BorneoFlash.com, SAMARINDA – Nama Andria Septy kini mulai dikenal di dunia sastra Indonesia. Namun perjalanan literernya justru dimulai dari keterbatasan.
Lahir di Samarinda pada 11 September, ia tumbuh dalam keluarga yang jauh dari tradisi membaca. Membeli buku dianggap bukan kebutuhan penting, bahkan kerap dipandang sebagai pemborosan.
Andria mengisahkan bahwa pada masa kecilnya, keinginannya memiliki buku harus dilakukan secara diam-diam. Larangan itu tidak menyurutkan minatnya, justru semakin menguatkan tekadnya untuk mendalami dunia tulis-menulis.
Dari sana ia mulai menumbuhkan mimpi menjadi penulis, terutama setelah berjumpa dengan karya-karya populer seperti Harry Potter dan Supernova.
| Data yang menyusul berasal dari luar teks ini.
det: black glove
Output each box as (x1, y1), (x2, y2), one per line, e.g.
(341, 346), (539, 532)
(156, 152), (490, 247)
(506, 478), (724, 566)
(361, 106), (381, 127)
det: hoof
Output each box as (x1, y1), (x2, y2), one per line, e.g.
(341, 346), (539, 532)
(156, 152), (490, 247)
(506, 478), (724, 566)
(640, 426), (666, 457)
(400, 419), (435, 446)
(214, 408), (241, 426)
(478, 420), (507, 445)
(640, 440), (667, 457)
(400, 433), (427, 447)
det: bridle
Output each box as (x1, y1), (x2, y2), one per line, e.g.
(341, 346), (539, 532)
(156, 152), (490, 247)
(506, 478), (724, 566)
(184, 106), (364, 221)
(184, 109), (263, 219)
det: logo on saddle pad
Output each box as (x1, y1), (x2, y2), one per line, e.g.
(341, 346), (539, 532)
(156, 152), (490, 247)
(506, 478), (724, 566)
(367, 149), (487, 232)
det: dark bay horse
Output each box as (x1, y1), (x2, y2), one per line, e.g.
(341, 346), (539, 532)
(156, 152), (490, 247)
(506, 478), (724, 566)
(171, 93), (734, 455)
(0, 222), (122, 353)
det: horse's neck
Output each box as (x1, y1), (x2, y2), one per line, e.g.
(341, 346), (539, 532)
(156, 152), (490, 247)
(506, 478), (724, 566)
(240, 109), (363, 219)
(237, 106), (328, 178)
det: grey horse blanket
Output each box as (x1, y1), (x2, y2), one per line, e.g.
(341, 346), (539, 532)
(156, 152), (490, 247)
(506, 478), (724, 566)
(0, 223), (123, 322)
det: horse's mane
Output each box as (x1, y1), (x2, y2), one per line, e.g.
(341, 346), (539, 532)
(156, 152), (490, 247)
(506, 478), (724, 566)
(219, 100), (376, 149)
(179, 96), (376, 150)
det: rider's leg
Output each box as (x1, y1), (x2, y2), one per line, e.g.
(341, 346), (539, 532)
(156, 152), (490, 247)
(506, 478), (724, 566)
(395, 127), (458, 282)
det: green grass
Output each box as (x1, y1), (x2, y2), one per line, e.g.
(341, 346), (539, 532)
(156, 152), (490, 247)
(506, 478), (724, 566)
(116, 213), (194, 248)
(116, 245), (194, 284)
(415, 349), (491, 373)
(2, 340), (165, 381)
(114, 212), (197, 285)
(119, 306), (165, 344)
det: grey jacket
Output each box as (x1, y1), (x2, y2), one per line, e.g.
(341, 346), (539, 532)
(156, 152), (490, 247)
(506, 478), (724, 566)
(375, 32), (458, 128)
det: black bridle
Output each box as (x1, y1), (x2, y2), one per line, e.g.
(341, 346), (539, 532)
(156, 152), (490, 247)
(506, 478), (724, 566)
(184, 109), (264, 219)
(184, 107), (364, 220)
“Sejak lama saya ingin menjadi penulis novel. Setelah membaca Supernova, saya semakin yakin bahwa saya juga mampu menciptakan cerita sendiri,”tutur Andria, pada Senin (25/8/2025).
Karya pertamanya hadir pada 2016 melalui novel indie Calistas Conflict, sebuah kisah tentang dunia bulu tangkis yang ia rilis di platform iPusnas. Meski terbit secara terbatas, buku itu menjadi gerbang awal perjalanan sastranya.
Tahun 2017 menjadi titik balik, ketika ia bergabung dengan komunitas Sindikat Lebah Berpikir (SLB).
Dari ruang itulah ia pertama kali bersentuhan dengan puisi dan mengenal nama-nama besar penyair tanah air hingga mancanegara.
“Sejak menjadi bagian dari SLB, saya mulai mencintai puisi. Saya menemukan ruang belajar yang sebelumnya tidak pernah saya bayangkan,”ungkapnya.
Kiprahnya kemudian menembus media nasional, mulai dari Jawa Pos, Tempo, hingga Kompas.id.